The company just opened its first international franchise in Kuwait, and plans nine more stores there and in Bahrain within the next five years.
“The thing is, the news doesn’t tell you the whole story,” said David Wild, Sloan’s director of franchising. “The Middle East, for us, has a good population, good buying power and is a huge consumer of sweets.”
In other words, it’s just a good place for business.
Wild points out that people dine late in the evening in Kuwait, which fuels a taste for desserts. It’s a desert, too, so ice cream is a natural fit. And there is taste for international, particularly American, brands.
“The Middle East is just a terrific place for this type of concept,” said Wild, pointing to toys, cookies and ice cream at the company’s CityPlace store on a recent afternoon. “It makes more sense to sell ice cream there than on the northern rim of Russia.”
I’ll buy that. If the region were a bust for global ice cream brands, then why would competitors Häagen Dazs and Baskin-Robbins be there, too?
Still, it’s not a piece of cake to set up your company’s first overseas franchise operation on the other side of the planet.

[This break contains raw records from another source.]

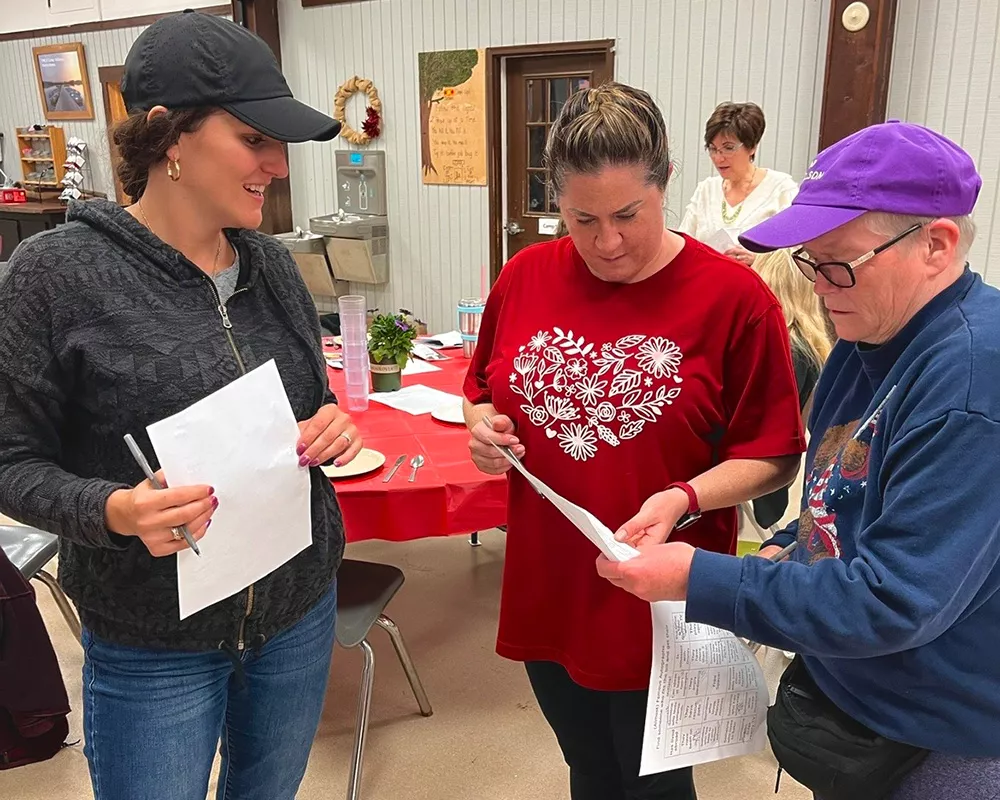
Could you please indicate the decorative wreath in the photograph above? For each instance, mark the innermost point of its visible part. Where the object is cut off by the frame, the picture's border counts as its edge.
(372, 125)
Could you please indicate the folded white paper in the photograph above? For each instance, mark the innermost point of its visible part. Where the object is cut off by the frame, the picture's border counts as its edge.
(587, 523)
(721, 241)
(414, 399)
(449, 339)
(416, 367)
(240, 440)
(707, 695)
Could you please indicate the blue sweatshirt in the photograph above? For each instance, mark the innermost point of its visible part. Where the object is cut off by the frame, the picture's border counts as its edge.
(892, 594)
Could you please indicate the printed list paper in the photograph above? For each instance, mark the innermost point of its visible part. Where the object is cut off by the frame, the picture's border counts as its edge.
(240, 440)
(707, 695)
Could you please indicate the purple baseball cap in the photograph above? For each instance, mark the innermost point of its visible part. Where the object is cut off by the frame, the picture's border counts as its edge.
(894, 167)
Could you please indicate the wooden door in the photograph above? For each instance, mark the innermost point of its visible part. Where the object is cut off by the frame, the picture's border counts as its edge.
(537, 87)
(114, 112)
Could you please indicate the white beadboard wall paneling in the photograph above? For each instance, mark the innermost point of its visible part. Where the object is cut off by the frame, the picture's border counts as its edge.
(689, 54)
(946, 75)
(20, 103)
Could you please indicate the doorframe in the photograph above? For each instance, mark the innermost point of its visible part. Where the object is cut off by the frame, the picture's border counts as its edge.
(496, 133)
(107, 76)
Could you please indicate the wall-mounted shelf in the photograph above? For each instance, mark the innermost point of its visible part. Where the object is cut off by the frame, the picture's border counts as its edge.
(39, 153)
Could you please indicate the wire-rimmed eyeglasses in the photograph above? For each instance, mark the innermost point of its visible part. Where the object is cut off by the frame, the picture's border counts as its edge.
(841, 273)
(726, 150)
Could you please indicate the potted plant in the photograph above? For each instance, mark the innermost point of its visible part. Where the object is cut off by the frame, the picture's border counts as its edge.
(389, 344)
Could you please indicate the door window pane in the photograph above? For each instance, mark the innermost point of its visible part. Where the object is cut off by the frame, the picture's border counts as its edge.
(558, 94)
(537, 189)
(534, 90)
(536, 145)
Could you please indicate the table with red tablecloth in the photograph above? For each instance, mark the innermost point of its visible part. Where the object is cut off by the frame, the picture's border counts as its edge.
(450, 496)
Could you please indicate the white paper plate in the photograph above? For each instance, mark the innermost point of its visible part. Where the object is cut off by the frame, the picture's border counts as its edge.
(451, 413)
(366, 461)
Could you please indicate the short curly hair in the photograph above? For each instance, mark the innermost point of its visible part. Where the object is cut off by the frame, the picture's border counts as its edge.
(143, 143)
(745, 121)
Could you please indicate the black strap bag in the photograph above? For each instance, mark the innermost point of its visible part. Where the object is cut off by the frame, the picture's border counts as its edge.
(826, 750)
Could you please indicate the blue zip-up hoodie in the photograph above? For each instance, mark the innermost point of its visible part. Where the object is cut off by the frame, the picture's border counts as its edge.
(892, 595)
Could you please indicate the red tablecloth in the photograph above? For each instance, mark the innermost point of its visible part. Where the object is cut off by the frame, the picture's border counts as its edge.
(449, 496)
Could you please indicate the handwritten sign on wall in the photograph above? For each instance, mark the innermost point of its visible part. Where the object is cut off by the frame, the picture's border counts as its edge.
(453, 117)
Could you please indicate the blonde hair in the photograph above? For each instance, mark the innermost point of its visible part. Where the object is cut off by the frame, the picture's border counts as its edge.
(807, 327)
(615, 125)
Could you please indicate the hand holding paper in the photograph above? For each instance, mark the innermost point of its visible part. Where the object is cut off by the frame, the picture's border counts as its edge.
(241, 440)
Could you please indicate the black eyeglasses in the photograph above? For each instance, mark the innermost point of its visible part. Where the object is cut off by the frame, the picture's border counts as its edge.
(841, 273)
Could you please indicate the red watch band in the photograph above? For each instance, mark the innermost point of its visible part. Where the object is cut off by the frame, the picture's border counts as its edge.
(693, 507)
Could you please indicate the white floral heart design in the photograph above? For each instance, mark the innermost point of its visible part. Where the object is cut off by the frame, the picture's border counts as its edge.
(585, 395)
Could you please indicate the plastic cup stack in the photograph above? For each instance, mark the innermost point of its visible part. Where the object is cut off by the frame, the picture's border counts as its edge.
(354, 335)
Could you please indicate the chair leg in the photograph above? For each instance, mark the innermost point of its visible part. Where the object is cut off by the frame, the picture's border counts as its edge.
(65, 608)
(404, 658)
(361, 729)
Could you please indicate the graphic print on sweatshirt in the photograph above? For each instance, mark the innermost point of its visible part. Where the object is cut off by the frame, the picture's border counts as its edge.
(590, 395)
(837, 481)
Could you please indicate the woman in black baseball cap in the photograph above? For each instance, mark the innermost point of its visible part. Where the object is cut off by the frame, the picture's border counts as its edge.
(125, 316)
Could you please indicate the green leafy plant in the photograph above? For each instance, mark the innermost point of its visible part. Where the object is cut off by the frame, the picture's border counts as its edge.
(391, 337)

Wild concedes they’ve had logistical challenges. One is that getting to Kuwait takes 19 hours of flight time, not including layovers. Unless he can get the non-stop from New York — still a 14-hour flight.
The U.S.-made ice cream and cookies have to be shipped by boat to the region — sending them by air would be really expensive. So, supplies have to be calculated way in advance to file and fill orders on time. And if something goes wrong — like miscalculating the appeal of banana cheesecake milkshakes — redirecting shipments isn’t as easy.
Wild, who’s been with Sloan’s for four years, said the company is interested in franchises in Europe and Australia as well. But it’s one continent at a time right now.
“You don’t want to go into all these places at once,” he said. “You focus on what you have and make sure everyone is strong before you expand to the rest of the world.”